DubiousCredentials Fri 26-Aug-16 23:40:52

Mrs Shit for brains gringringrin

PovertyPain Fri 26-Aug-16 23:47:00

She needs to stop that before it becomes your daughter's 'nickname'. If she doesn't then your dd will pick up on as she gets older. Girls already grow up with pressure put on them about their appearances and that nickname could be extremely detrimental to your dds feelings of self worth.

FrancisCrawford Fri 26-Aug-16 23:47:01

That is mean and nasty. Family nicknames are meant to be affectionate.

Tell her straight that the name is untrue and that she is being cruel.

It is a horrible thing to say to anyone, even if (like me) they do have cellulite. For a wee tot like your DD, it's just horrid. And the last thing you want is for the NN to take hold so that it follows her through life.

38cody Sat 27-Aug-16 00:38:22

She's probably just being affectionate - my daughter was miss piggy when she first started solids, no harm intended or caused.
Just politely tell her that you don't like it and I'm sure she'll stop.

Tiggywinkler Sat 27-Aug-16 00:45:00

Tell her that if she doesn't realize why that's utterly inappropriate, you'll be restricting access until she's educated herself on the matter.

70isaLimitNotaTarget Sat 27-Aug-16 00:52:25

Tell her straight, serious face, no messing.
It's nasty and cruel to pick on a physical attribute.

My FIL used to call my DS by a version of his name (like if his name was "Tim" he called him "Timmy" )
I just said over and over "Tim" "His name is Tim" until he got it,

He did it to piss me off but I really CBA with gritting my teeth to dust.

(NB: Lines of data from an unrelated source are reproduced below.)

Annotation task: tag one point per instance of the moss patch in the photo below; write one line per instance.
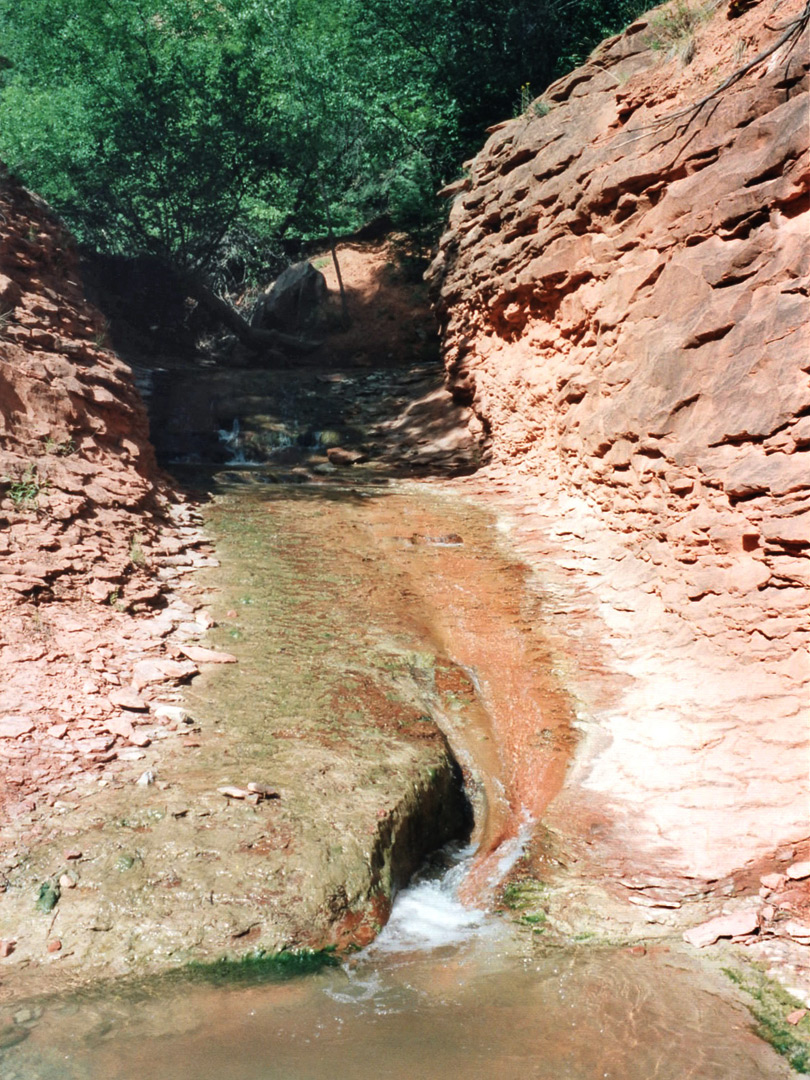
(769, 1006)
(261, 967)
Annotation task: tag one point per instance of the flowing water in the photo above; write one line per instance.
(448, 988)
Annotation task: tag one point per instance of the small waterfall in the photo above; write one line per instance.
(232, 441)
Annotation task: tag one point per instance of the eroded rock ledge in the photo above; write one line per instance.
(624, 304)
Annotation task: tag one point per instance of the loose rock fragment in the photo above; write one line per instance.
(13, 727)
(201, 656)
(724, 926)
(127, 699)
(264, 790)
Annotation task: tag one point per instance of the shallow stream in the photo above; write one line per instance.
(449, 988)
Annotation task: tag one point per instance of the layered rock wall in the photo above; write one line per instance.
(76, 464)
(623, 289)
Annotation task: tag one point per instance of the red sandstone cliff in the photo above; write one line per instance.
(624, 302)
(75, 455)
(84, 524)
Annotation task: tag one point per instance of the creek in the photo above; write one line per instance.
(450, 987)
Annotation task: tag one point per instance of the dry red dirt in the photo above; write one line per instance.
(624, 305)
(91, 535)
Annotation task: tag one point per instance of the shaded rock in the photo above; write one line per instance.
(293, 301)
(125, 698)
(623, 304)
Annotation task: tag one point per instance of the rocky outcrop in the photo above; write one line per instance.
(623, 293)
(86, 530)
(76, 462)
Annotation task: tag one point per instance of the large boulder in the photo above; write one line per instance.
(293, 301)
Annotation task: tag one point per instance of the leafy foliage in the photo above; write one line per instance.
(194, 130)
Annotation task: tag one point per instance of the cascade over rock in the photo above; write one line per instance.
(623, 296)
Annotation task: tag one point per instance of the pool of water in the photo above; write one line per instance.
(449, 988)
(445, 991)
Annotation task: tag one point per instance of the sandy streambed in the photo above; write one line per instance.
(352, 613)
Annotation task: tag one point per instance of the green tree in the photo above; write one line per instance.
(142, 120)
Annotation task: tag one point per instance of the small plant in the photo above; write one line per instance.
(25, 490)
(770, 1004)
(137, 555)
(115, 599)
(673, 28)
(63, 449)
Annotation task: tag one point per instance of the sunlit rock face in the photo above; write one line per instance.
(623, 291)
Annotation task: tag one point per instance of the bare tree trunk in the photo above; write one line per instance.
(333, 246)
(251, 336)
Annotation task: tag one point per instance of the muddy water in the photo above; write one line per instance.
(448, 988)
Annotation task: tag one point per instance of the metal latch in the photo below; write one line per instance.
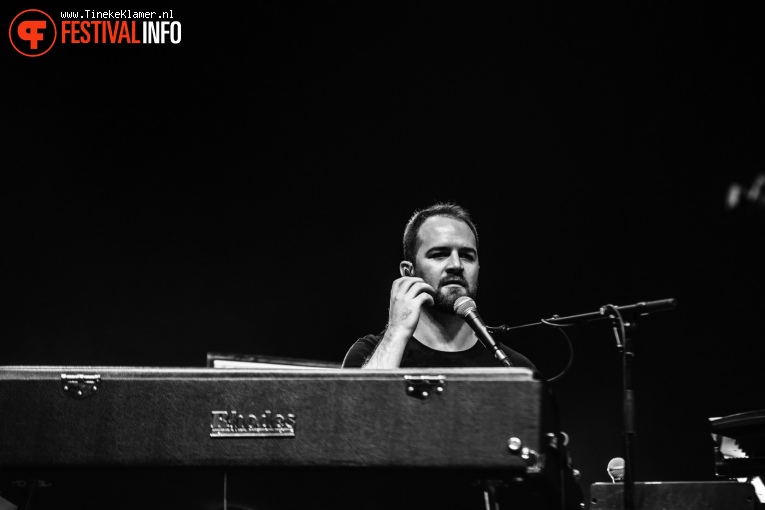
(422, 386)
(80, 385)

AlpacaLypse Sat 27-Aug-16 00:56:27

Not funny or clever.

Have you tried 'she obviously inherited it from you?' Not that that remark will get anyone anywhere further or forward, just might make you feel a little bit happier smile

MindSweeper Sat 27-Aug-16 01:10:14

You stop this by doing the 'what the FUCK' face and saying 'why would you even call your own granddaughter that'. Preferably in front of people. Shame her.